Pillole di finanza dal 6 al 10 novembre 2017

Mercati finanziari : arrivano le prime piogge

▶️ Un anno di Trump

▶️ Il bisogno di rifiatare

▶️ La ripresa del dollaro indebolisce le valute emergenti

Ad un anno dalla nomina del più controverso Presidente degli Stati Uniti d’America i principali indici azionari mondiali hanno archiviato performance stellari ,in alcuni casi superiori al 30% ,Italia e Giappone , mentre sull’indice leader ,lo S&P500 , il guadagno si ferma , si fa per dire , poco sopra al 20%. E come spesso accade in questi anniversari nell’ultima ottava gli investitori si sono guardati indietro e hanno deciso di togliere un po’ di soldi dalle attività finanziare che hanno corso di più ,per ora solo una benevola pioggerella.

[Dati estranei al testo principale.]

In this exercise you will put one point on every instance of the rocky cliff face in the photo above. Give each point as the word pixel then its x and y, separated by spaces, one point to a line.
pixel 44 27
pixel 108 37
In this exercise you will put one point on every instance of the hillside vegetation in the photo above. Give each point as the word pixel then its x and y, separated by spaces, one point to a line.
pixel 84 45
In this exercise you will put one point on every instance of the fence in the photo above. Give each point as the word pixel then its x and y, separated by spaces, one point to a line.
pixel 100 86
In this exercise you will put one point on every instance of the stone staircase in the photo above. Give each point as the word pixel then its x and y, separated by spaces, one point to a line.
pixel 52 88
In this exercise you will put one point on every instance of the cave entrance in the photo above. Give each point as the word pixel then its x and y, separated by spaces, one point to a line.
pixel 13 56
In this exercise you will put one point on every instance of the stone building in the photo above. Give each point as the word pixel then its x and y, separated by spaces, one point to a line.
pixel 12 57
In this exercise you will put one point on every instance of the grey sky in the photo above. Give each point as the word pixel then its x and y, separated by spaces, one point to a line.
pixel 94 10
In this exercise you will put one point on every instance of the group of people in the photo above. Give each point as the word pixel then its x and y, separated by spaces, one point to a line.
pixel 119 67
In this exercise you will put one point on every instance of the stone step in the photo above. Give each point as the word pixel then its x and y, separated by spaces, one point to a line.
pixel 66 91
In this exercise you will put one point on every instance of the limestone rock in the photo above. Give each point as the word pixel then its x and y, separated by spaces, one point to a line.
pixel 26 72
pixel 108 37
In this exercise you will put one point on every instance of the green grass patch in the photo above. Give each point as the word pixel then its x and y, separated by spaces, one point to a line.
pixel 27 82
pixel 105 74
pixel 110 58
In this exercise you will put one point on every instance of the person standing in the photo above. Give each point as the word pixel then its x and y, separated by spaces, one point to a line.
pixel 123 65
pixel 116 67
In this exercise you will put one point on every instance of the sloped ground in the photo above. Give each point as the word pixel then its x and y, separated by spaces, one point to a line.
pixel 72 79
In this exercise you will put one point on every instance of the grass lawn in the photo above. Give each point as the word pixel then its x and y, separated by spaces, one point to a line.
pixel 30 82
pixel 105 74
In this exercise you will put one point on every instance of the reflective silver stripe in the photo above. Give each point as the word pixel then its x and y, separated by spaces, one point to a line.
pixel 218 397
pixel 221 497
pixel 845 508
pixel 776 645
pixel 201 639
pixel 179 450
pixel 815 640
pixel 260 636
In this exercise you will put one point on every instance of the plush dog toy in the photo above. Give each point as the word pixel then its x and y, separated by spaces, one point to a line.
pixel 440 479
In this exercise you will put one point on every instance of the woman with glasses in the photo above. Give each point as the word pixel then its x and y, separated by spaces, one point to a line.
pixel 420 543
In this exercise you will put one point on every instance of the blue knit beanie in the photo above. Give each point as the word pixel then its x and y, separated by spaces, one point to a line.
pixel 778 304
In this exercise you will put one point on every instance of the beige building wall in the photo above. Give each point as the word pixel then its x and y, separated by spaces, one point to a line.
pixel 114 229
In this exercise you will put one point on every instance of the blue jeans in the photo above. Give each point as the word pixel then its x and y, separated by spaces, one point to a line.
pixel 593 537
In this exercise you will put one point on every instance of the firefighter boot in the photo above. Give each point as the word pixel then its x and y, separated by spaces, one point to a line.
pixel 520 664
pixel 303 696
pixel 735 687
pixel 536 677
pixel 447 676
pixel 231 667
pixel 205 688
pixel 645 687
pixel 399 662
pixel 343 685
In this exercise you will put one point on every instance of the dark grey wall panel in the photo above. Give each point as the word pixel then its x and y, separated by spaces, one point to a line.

Si ferma la ripresa del dollaro che chiude la seduta di venerdì a 1,1667, così come si stabilizza a 56,88 il prezzo del petrolio , risale leggermente lo spread Btp-Bund a 148,10 mentre balza in alto l’indice Vix a 11,29.
La momentanea forza del dollaro ha indebolito oltre modo le valute emergenti non tenendo conto dell’ottima crescita di questi Paesi ,del miglioramento delle bilance commerciali e di rendimenti reali elevati.

Termina il lungo viaggio di Trump in Asia , molte strette di mano ,tante promesse ma per i fatti bisognerà aspettare.

Per oggi è tutto un saluto e alla prossima.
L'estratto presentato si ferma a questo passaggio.